BROOKLYN LAW NOTES
Fall 2016



Meet Hannah Cao '03, deputy general counsel of China's Silk Road Fund

Hannah Cao ’03 has quickly risen to become one of China’s most respected legal counsels. She was recognized this year on the list of China’s Top 15 General Counsels by Asian Legal Business Magazine, which applauded her work with the country’s Silk Road Fund, a state-owned fund that was created in December 2014 to invest under China’s new strategic initiative—the Silk Road Economic Belt and 21st-Century Maritime Silk Road Initiative (often referred as the Belt and Road Initiative).

Cao joined Silk Road in May 2015 to serve as deputy general counsel of the fund, bringing with her 12 years of private practice experience in New York and Beijing at international law firms including Coudert Brothers LLP, Schulte Roth & Zabel LLP, and the Beijing offices of O’Melveny & Meyers, LLP and Steptoe & Johnson. Cao explained that her current role combines compliance, strategy, and transactional work for the fund, which is implementing the Belt and Road Initiative, aimed at promoting economic collaboration with parts of Europe, Asia, and Africa.

“The overall objective of my position is to ensure that the firm’s investment activities and daily operation receive solid legal support,” she said. “Many countries on the Belt and Road are emerging markets and have very diverse cultures and religions. Good business opportunities and heightened risks, including legal ones, coexist in the region. As in-house counsel, I need to be sensitive to the legal risks and also have good business sense.”

Cao grew up in Chongqing, a city by the Yangtze River in the southwestern part of China. When she was 18, she moved to Beijing to attend Peking University, where she developed an interest in the field that would become her life’s work—international business. “At the time, the nation was continuing to open up and integrate its economy with the global economy,” said Cao. “Studying Western economic theories and practices was fascinating to me and many of my peers.”

After college, she joined the International Department of the Industrial and Commercial Bank of China (ICBC). It was at the time the largest domestic bank in China with little international presence, but it has since greatly expanded its global network, with more than 400 offices or subsidiaries all over the world. Over her four years at ICBC, she focused on planning and management of the bank’s overseas expansion, drafting strategic plans and preparing for the establishment of offices in New York, Hong Kong, Tokyo, Seoul, and London.

It just feels good to be part of the historical changes that are unfolding now in China.”

In 1998, Cao moved to the United States to pursue her master’s degree in international relations at Yale University. An interest in the law was sparked, leading her to Brooklyn Law School, where she was executive articles editor of the Brooklyn Journal of International Law and an International Business Law Fellow. She was also a research assistant to Professor Roberta Karmel for two semesters and she was a member of the Safe Harbor Project, which she credits with helping to hone her legal skills.

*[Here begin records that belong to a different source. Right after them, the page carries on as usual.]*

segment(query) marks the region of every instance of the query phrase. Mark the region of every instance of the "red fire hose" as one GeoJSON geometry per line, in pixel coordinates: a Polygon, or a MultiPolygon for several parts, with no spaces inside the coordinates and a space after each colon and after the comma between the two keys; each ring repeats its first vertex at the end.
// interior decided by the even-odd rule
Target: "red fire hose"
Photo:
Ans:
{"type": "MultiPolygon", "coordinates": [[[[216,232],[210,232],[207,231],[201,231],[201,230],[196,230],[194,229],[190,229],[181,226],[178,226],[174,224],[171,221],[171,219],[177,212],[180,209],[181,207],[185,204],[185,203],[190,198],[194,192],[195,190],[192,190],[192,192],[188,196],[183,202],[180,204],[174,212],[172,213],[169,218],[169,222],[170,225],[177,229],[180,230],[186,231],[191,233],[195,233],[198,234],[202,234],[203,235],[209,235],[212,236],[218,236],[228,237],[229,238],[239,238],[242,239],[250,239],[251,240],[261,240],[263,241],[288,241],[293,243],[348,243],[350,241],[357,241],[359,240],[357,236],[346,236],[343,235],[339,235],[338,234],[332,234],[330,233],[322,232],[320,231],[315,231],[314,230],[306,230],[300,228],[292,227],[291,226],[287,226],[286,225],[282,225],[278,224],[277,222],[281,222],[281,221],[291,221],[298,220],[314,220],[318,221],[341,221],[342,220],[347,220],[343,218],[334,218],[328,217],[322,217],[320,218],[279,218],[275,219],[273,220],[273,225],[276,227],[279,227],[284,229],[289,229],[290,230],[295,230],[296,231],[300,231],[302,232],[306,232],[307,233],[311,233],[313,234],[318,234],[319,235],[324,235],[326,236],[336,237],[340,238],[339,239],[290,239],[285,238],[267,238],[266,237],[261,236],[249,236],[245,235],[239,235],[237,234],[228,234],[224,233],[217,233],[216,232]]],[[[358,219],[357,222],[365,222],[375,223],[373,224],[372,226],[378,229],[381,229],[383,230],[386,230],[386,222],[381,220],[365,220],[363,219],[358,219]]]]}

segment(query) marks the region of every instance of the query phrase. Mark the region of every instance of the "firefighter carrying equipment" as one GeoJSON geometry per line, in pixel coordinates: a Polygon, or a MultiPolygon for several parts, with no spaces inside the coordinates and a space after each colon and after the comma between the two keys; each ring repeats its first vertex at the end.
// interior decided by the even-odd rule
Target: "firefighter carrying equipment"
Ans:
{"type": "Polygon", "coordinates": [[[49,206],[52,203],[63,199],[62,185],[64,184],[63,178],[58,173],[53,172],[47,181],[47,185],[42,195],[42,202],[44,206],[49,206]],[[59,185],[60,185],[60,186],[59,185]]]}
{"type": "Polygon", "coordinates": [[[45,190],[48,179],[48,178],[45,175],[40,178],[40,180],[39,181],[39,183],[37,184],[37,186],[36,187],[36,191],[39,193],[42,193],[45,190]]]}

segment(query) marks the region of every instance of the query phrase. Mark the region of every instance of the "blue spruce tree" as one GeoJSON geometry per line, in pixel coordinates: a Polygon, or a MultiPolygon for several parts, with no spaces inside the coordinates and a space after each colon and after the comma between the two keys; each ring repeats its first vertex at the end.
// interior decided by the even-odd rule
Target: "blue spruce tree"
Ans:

Cao, who graduated magna cum laude, recalls her time at the Law School with a deep sense of gratitude. “I am in great indebtedness to so many professors—Professors Joel Gora, Arthur Pinto, Stacy Caplow, and Claire Kelly ’93 (now a U.S. Court of International Trade judge) —who provided me with personal attention and guidance.” She also praised Professor Michael Gerber’s efforts in recent years to promote exchanges between Brooklyn Law School and law schools in China.

While Cao misses New York, she is happy to be back in China. In the spring, she hosted 25 students from the Law School in Beijing, where they visited the Silk Road Fund. “During the years I was away from China, the country emerged as the second-largest economy in the world. Along with the rapid economic growth, there were increasing needs for legal professionals with solid training, international experience, and local knowledge. It just feels good to be part of the historical changes that are unfolding now in China.”